[BUG] Running sentence-transformers:triplet task with local data will fail with exception: KeyError: 'target'

Question

[BUG] Running sentence-transformers:triplet task with local data will fail with exception: KeyError: 'target'

Closed this issue 3 months ago · 6 comments

S1yuan commented 3 months ago

Prerequisites

I have read the documentation.
I have checked other issues for similar problems.

Backend

Local

Interface Used

CLI

CLI Command

autotrain --config train.yml

UI Screenshots & Parameters

No response

Error Logs

Additional Information

the default value of target_column is set at autotrain/trainers/sent_transformers/params.py as follow:

but triplet task do not need a target_column, so train datas have no target_column in schema.

In this case, SentenceTransformersPreprocessor.prepare_columns will raise a KeyError exception because target_column have a default value 'target'.

To fix this bug, set the default value of target_column to None.

btw. the default value of sentence3_column has same bug.

Answer 1 · 2024-09-20T11:17:49.000Z

how does your dataset look like? can you post first few lines?

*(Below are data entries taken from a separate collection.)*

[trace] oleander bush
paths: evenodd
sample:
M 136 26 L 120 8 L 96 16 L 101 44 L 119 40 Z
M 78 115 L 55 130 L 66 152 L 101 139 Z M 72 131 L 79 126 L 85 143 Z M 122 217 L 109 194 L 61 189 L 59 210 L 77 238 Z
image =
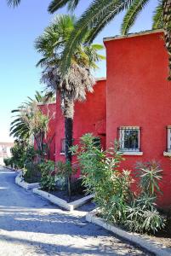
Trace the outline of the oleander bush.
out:
M 5 166 L 13 167 L 13 159 L 12 159 L 12 157 L 4 158 L 3 162 L 5 164 Z
M 41 180 L 41 169 L 38 163 L 26 162 L 23 170 L 23 177 L 26 182 L 33 183 Z
M 41 187 L 48 191 L 54 190 L 57 175 L 55 172 L 55 163 L 52 160 L 45 160 L 39 164 L 41 171 Z
M 136 165 L 138 191 L 131 189 L 135 180 L 131 172 L 119 168 L 124 160 L 118 143 L 103 150 L 92 134 L 81 137 L 80 145 L 71 148 L 79 162 L 83 184 L 94 194 L 100 215 L 106 221 L 120 224 L 131 231 L 155 233 L 164 226 L 164 218 L 157 208 L 162 170 L 156 161 Z

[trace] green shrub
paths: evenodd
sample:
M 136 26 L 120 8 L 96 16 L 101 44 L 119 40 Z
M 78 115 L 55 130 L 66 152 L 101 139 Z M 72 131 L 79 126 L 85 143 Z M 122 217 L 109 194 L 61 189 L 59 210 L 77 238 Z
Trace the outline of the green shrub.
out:
M 162 170 L 160 164 L 155 160 L 149 162 L 138 162 L 136 164 L 136 177 L 140 178 L 140 189 L 141 193 L 147 194 L 151 196 L 156 196 L 161 193 L 158 183 L 162 178 Z
M 41 187 L 48 191 L 54 190 L 57 181 L 55 164 L 52 160 L 47 160 L 39 164 L 41 177 Z
M 69 161 L 66 163 L 58 161 L 56 163 L 56 175 L 66 179 L 69 199 L 71 196 L 71 175 L 76 172 L 77 168 L 74 168 Z
M 81 166 L 83 184 L 94 201 L 100 214 L 107 221 L 125 226 L 131 231 L 153 232 L 164 226 L 164 218 L 156 207 L 162 170 L 156 161 L 138 163 L 136 177 L 138 193 L 133 193 L 134 180 L 130 172 L 120 171 L 123 156 L 117 151 L 117 143 L 108 150 L 102 150 L 94 143 L 91 134 L 81 138 L 81 144 L 73 146 Z
M 13 167 L 13 158 L 4 158 L 3 162 L 5 164 L 5 166 L 11 166 Z
M 81 145 L 71 148 L 77 156 L 88 192 L 94 194 L 94 201 L 100 207 L 102 216 L 108 221 L 123 223 L 126 206 L 132 198 L 130 172 L 120 172 L 123 160 L 117 152 L 117 143 L 104 151 L 97 147 L 94 137 L 86 134 Z
M 26 162 L 24 168 L 24 179 L 27 183 L 39 183 L 41 180 L 41 170 L 39 164 Z

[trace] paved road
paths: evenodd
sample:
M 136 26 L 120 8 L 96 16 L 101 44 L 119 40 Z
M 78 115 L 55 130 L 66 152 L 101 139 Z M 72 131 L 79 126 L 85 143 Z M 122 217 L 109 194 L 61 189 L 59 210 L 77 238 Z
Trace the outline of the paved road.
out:
M 0 167 L 0 256 L 150 255 L 14 184 Z

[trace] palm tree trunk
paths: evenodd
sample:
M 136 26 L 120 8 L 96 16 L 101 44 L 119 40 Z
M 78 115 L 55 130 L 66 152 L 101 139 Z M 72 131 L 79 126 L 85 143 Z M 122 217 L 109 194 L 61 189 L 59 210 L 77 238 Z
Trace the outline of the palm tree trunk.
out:
M 70 148 L 72 146 L 72 134 L 73 134 L 73 119 L 71 118 L 65 118 L 65 136 L 66 136 L 66 161 L 71 165 L 71 153 Z M 71 200 L 71 176 L 67 177 L 67 187 L 69 201 Z
M 171 81 L 171 0 L 162 0 L 165 45 L 168 53 L 168 78 Z

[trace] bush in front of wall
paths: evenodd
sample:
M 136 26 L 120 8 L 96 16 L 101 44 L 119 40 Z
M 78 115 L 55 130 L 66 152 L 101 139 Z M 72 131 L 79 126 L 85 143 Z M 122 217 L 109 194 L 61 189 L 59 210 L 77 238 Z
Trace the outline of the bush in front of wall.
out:
M 39 164 L 32 161 L 27 161 L 23 170 L 23 177 L 26 183 L 39 183 L 41 180 L 41 170 Z
M 57 175 L 55 172 L 55 163 L 52 160 L 46 160 L 39 164 L 41 177 L 41 187 L 48 191 L 54 190 Z
M 131 231 L 155 233 L 164 226 L 164 218 L 157 209 L 156 201 L 162 180 L 162 170 L 156 161 L 138 163 L 138 193 L 133 193 L 135 183 L 128 170 L 120 170 L 123 160 L 117 143 L 104 151 L 94 143 L 92 134 L 85 134 L 80 145 L 71 148 L 77 155 L 83 183 L 108 222 L 124 226 Z M 137 183 L 137 181 L 136 181 Z
M 128 171 L 118 169 L 123 159 L 117 152 L 117 143 L 104 151 L 97 147 L 92 134 L 85 134 L 80 146 L 73 146 L 71 151 L 80 164 L 83 184 L 88 192 L 94 194 L 100 214 L 107 221 L 123 224 L 126 207 L 133 197 L 133 179 Z
M 13 167 L 13 158 L 12 157 L 4 158 L 3 162 L 5 164 L 5 166 Z
M 135 169 L 140 191 L 127 207 L 125 224 L 132 231 L 155 233 L 163 228 L 165 224 L 156 205 L 158 195 L 162 195 L 159 183 L 162 182 L 162 170 L 155 160 L 137 162 Z

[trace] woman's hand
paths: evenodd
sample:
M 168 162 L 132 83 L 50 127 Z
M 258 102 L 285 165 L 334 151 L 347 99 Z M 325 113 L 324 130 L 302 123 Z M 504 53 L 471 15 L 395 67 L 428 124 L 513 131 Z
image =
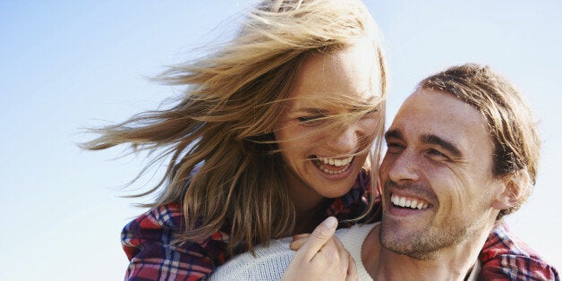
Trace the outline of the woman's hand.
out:
M 334 237 L 337 220 L 330 217 L 311 234 L 296 235 L 291 249 L 298 250 L 282 280 L 357 280 L 355 260 Z

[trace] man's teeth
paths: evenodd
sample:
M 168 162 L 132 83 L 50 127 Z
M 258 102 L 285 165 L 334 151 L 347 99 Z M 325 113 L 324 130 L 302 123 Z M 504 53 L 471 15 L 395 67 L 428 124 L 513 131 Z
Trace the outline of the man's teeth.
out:
M 349 164 L 351 160 L 353 159 L 353 157 L 350 156 L 345 159 L 325 158 L 320 158 L 320 157 L 319 157 L 318 158 L 324 164 L 333 165 L 335 166 L 345 166 Z
M 422 201 L 421 200 L 418 201 L 418 200 L 415 199 L 401 197 L 395 194 L 392 194 L 392 196 L 390 196 L 390 201 L 399 207 L 417 209 L 426 209 L 430 205 L 428 202 Z

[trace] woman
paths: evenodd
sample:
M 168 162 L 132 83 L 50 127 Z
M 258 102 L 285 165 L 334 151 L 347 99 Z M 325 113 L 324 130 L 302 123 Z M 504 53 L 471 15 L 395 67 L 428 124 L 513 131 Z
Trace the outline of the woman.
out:
M 205 277 L 258 243 L 364 214 L 363 166 L 384 132 L 380 43 L 360 1 L 263 1 L 228 44 L 158 77 L 185 86 L 177 104 L 96 130 L 85 148 L 170 159 L 140 194 L 159 191 L 152 209 L 122 234 L 126 277 Z

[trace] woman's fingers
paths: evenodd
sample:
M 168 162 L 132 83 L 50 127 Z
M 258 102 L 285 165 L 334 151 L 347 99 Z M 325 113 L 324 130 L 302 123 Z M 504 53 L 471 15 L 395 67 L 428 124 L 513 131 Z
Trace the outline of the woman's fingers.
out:
M 349 257 L 349 264 L 347 265 L 347 276 L 345 281 L 355 281 L 359 279 L 359 274 L 357 273 L 357 265 L 355 260 L 353 257 Z
M 299 249 L 301 249 L 301 247 L 302 247 L 302 245 L 304 244 L 304 243 L 306 242 L 306 240 L 309 238 L 310 235 L 311 234 L 302 234 L 294 235 L 293 242 L 291 243 L 291 244 L 289 244 L 289 247 L 293 251 L 298 251 Z
M 306 242 L 295 254 L 302 255 L 305 260 L 311 260 L 314 255 L 332 238 L 336 228 L 337 227 L 337 219 L 329 217 L 319 224 L 308 237 Z

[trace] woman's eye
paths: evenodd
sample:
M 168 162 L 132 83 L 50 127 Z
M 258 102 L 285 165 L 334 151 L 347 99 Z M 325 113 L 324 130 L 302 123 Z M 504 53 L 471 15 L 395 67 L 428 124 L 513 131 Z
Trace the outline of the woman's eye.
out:
M 296 118 L 303 126 L 318 126 L 324 121 L 324 116 L 301 116 Z
M 387 153 L 400 153 L 403 148 L 398 143 L 390 142 L 387 144 Z

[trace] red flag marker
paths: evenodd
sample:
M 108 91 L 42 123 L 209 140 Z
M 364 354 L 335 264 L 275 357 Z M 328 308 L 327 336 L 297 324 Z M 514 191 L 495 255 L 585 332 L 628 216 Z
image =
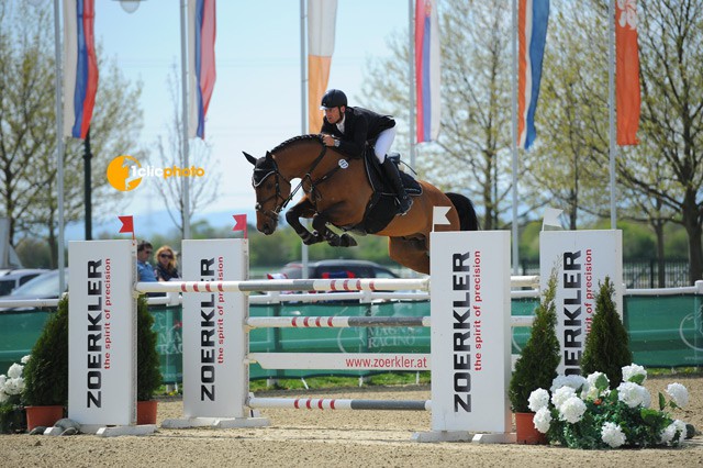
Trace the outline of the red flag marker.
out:
M 233 214 L 234 227 L 232 231 L 244 231 L 244 238 L 246 238 L 246 214 Z
M 120 221 L 122 221 L 122 227 L 120 227 L 120 233 L 132 233 L 132 238 L 134 238 L 134 216 L 118 216 Z

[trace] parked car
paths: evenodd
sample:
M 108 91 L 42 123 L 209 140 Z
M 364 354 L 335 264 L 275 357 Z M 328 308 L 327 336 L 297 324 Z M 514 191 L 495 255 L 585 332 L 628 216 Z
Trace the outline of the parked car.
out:
M 280 275 L 284 278 L 300 279 L 302 275 L 303 264 L 293 261 L 287 264 L 280 270 Z M 390 269 L 368 260 L 320 260 L 310 261 L 308 264 L 309 278 L 398 278 Z
M 48 270 L 42 268 L 19 268 L 0 270 L 0 296 L 7 296 L 14 289 Z
M 66 285 L 64 292 L 68 290 L 68 269 L 64 270 L 66 275 Z M 58 299 L 58 270 L 48 270 L 38 275 L 13 290 L 10 294 L 0 298 L 7 300 L 24 300 L 24 299 Z

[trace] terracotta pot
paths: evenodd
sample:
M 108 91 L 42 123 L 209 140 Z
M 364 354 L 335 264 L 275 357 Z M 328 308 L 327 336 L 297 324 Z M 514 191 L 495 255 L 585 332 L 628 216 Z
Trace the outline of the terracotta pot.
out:
M 136 423 L 141 424 L 156 424 L 156 408 L 157 401 L 137 401 L 136 402 Z
M 517 444 L 546 445 L 547 435 L 535 428 L 535 413 L 515 413 L 515 435 Z
M 64 406 L 25 406 L 26 428 L 32 431 L 36 426 L 52 427 L 56 421 L 64 417 Z

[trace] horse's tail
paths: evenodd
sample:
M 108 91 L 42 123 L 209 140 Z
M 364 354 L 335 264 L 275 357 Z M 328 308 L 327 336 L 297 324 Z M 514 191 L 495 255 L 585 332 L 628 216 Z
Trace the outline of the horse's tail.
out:
M 445 194 L 451 200 L 451 204 L 459 213 L 459 230 L 478 231 L 481 229 L 471 200 L 460 193 L 446 192 Z

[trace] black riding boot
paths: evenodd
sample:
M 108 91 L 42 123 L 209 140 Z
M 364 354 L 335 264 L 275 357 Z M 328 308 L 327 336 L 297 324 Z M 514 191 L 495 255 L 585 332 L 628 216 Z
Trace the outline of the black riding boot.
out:
M 400 215 L 408 213 L 410 207 L 412 207 L 413 201 L 408 193 L 405 193 L 405 188 L 403 187 L 403 182 L 400 180 L 400 171 L 398 170 L 398 166 L 389 159 L 388 157 L 383 159 L 383 171 L 386 172 L 386 177 L 390 180 L 393 190 L 398 194 L 398 204 L 400 208 Z

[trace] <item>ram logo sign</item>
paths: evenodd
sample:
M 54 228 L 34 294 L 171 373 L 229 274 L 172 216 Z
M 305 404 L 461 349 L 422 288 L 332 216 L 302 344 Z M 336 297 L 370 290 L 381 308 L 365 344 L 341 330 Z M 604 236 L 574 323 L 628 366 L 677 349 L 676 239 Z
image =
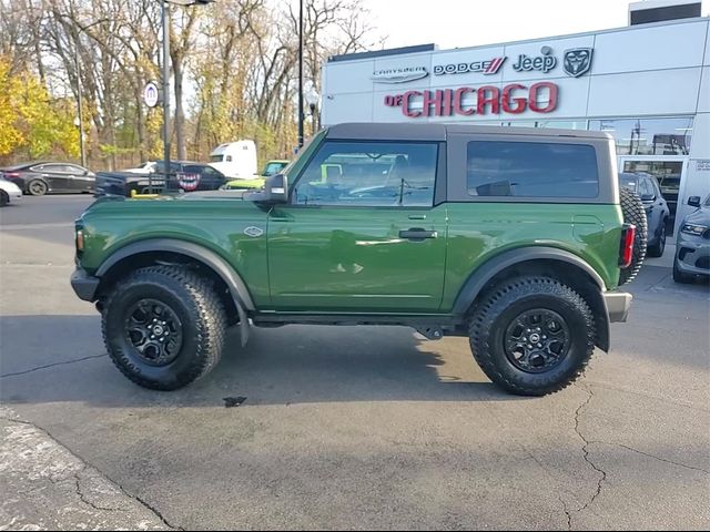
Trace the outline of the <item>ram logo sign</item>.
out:
M 592 52 L 594 49 L 591 48 L 572 48 L 565 50 L 565 59 L 562 61 L 565 73 L 572 78 L 579 78 L 589 72 L 589 69 L 591 69 Z

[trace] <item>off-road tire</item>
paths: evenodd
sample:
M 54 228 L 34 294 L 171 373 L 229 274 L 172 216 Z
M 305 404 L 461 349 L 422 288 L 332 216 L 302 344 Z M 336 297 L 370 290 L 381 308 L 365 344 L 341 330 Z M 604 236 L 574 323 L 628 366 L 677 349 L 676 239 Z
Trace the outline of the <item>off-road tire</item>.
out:
M 561 316 L 569 329 L 569 348 L 556 366 L 542 372 L 524 371 L 506 354 L 506 330 L 521 313 L 547 309 Z M 574 382 L 595 349 L 595 319 L 585 299 L 557 279 L 519 277 L 496 286 L 474 308 L 468 329 L 474 358 L 494 383 L 520 396 L 545 396 Z
M 49 191 L 49 186 L 42 180 L 32 180 L 27 184 L 27 192 L 31 196 L 43 196 Z
M 663 256 L 663 252 L 666 250 L 666 219 L 661 223 L 661 229 L 656 238 L 656 244 L 652 246 L 648 246 L 646 249 L 646 255 L 649 257 L 661 257 Z
M 628 268 L 622 268 L 619 274 L 619 286 L 621 286 L 633 280 L 641 269 L 641 264 L 646 258 L 646 246 L 648 244 L 648 221 L 646 219 L 643 203 L 637 194 L 621 187 L 619 188 L 619 197 L 621 201 L 621 212 L 623 213 L 623 223 L 636 225 L 631 264 Z
M 126 323 L 138 301 L 168 306 L 181 321 L 181 347 L 166 365 L 146 364 L 131 344 Z M 115 284 L 101 316 L 103 340 L 113 364 L 139 386 L 175 390 L 209 374 L 224 347 L 226 314 L 212 284 L 181 266 L 136 269 Z

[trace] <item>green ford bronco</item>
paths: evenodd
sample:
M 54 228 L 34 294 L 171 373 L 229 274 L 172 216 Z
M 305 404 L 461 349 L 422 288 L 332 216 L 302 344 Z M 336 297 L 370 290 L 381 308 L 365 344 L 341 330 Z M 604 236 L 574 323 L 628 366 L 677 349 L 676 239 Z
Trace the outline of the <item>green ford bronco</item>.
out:
M 244 345 L 326 324 L 466 336 L 500 387 L 554 392 L 609 350 L 646 253 L 613 141 L 589 131 L 341 124 L 261 191 L 103 198 L 75 225 L 77 295 L 160 390 L 207 374 L 230 326 Z

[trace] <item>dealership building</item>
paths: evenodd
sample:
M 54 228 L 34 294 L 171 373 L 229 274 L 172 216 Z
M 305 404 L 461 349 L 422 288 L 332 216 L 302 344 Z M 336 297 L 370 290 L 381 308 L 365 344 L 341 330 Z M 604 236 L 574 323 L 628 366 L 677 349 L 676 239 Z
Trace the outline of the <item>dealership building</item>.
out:
M 700 2 L 629 7 L 626 28 L 485 47 L 333 57 L 322 122 L 606 131 L 618 167 L 658 177 L 678 212 L 710 193 L 710 19 Z

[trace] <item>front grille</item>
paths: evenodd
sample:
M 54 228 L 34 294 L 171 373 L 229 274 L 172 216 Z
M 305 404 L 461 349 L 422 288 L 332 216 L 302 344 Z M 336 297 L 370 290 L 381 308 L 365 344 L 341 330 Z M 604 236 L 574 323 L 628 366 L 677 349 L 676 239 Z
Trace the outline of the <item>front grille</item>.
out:
M 696 268 L 710 269 L 710 257 L 700 257 L 696 260 Z

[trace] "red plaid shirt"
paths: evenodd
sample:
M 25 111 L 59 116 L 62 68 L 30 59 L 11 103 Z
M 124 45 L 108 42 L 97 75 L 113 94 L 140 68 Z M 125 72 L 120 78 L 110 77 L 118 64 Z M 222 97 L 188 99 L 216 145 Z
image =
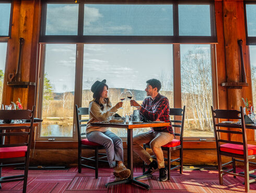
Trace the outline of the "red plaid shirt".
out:
M 150 96 L 145 99 L 140 112 L 150 120 L 155 121 L 159 118 L 161 121 L 170 123 L 168 99 L 159 93 L 154 100 Z M 171 124 L 169 126 L 153 127 L 152 129 L 155 131 L 168 132 L 171 134 L 174 133 Z

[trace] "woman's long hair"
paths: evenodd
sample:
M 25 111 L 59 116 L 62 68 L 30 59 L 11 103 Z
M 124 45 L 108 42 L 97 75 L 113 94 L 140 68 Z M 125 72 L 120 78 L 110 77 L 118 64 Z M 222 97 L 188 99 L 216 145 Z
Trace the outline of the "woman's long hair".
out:
M 103 110 L 104 109 L 104 106 L 102 104 L 101 104 L 100 102 L 100 99 L 101 97 L 101 95 L 103 91 L 104 90 L 104 87 L 107 87 L 107 89 L 109 89 L 109 87 L 108 85 L 107 85 L 104 83 L 101 83 L 100 85 L 99 86 L 99 87 L 97 88 L 97 90 L 95 91 L 95 92 L 94 93 L 94 95 L 92 95 L 92 97 L 94 98 L 94 100 L 92 101 L 95 102 L 97 104 L 98 104 L 99 105 L 100 105 L 100 109 L 101 110 Z M 109 101 L 109 99 L 108 98 L 105 98 L 104 99 L 104 101 L 105 101 L 106 103 L 107 104 L 107 106 L 108 107 L 111 107 L 110 104 L 110 101 Z

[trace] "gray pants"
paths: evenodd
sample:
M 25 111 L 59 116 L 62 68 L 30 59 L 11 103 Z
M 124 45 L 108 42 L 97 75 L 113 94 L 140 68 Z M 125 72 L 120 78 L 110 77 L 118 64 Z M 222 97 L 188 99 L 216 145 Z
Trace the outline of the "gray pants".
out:
M 117 161 L 123 162 L 123 148 L 122 139 L 110 131 L 94 131 L 86 134 L 88 140 L 100 144 L 106 148 L 110 167 L 116 166 Z

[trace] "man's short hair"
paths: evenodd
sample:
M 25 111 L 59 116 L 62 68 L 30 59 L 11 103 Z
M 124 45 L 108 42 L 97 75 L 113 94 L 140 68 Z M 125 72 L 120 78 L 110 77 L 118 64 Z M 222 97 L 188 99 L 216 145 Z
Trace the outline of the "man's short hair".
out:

Answer 2 · 2024-09-23T11:53:01.000Z

how does your dataset look like? can you post first few lines?

@abhishekkrthakur
here are some few lines in my datasets:

{"anchor": "黑缘粗角肖叶甲触角有多大？", "positive": "触角近于体长之半，第1节粗大，棒状，第2节短，椭圆形，3、4两节细长，稍短于第5节，第5节基细端粗，末端6节明显粗大。", "negative": "体长卵形，棕红色；鞘翅棕黄或淡棕色，外缘和中缝黑色或黑褐色；触角基部3、4节棕黄，余节棕色。"}
{"anchor": "黑缘粗角肖叶甲触角有多大？", "positive": "触角近于体长之半，第1节粗大，棒状，第2节短，椭圆形，3、4两节细长，稍短于第5节，第5节基细端粗，末端6节明显粗大。", "negative": "头部刻点粗大，分布不均匀，头顶刻点十分稀疏；触角基部的内侧有一个三角形光瘤，唇基前缘呈半圆形凹切。"}
{"anchor": "黑缘粗角肖叶甲触角有多大？", "positive": "触角近于体长之半，第1节粗大，棒状，第2节短，椭圆形，3、4两节细长，稍短于第5节，第5节基细端粗，末端6节明显粗大。", "negative": "前胸背板横宽，宽约为长的两倍，侧缘敞出较宽，圆形，敞边与盘区之间有一条细纵沟；盘区刻点相当密，前半部刻点较大于后半部。"}
{"anchor": "黑缘粗角肖叶甲触角有多大？", "positive": "触角近于体长之半，第1节粗大，棒状，第2节短，椭圆形，3、4两节细长，稍短于第5节，第5节基细端粗，末端6节明显粗大。", "negative": "小盾片舌形，光亮，末端圆钝。"}
{"anchor": "黑缘粗角肖叶甲触角有多大？", "positive": "触角近于体长之半，第1节粗大，棒状，第2节短，椭圆形，3、4两节细长，稍短于第5节，第5节基细端粗，末端6节明显粗大。", "negative": "鞘翅刻点粗大，不规则排列，肩部之后的刻点更为粗大，具皱褶，近中缝的刻点较小，略呈纵行排列。"}
{"anchor": "黑缘粗角肖叶甲触角有多大？", "positive": "触角近于体长之半，第1节粗大，棒状，第2节短，椭圆形，3、4两节细长，稍短于第5节，第5节基细端粗，末端6节明显粗大。", "negative": "前胸前侧片前缘直；前胸后侧片具粗大刻点。"}

Answer 3 · 2024-09-23T11:58:52.000Z

and here are my train configs:

task: sentence-transformers:triplet
base_model: /mnt/bn/query-rewrite/autotrain/Alibaba-NLP/gte-large-en-v1.5
project_name: gte-large-en-v1-5-st-triplet-local-dataset
log: tensorboard
backend: local

data:
path: /mnt/bn/query-rewrite/autotrain/data/datas # this must be the path to the directory containing the train and valid files
train_split: train # this is the name of the train file (csv or jsonl)
valid_split: test # this is the name of the valid file (csv or jsonl), optional
column_mapping:
sentence1_column: anchor
sentence2_column: positive
sentence3_column: negative

params:
max_seq_length: 8192
epochs: 1
batch_size: 8
lr: 2e-5
optimizer: adamw_torch
scheduler: linear
gradient_accumulation: 1
mixed_precision: fp16

Answer 4 · 2024-09-23T12:10:40.000Z

okay. i was able to reproduce the error.
a quick fix would be to add target_column: null in column mappings. that way you should be able to train the model.
in the meantime, im taking a look at how to fix this issue properly.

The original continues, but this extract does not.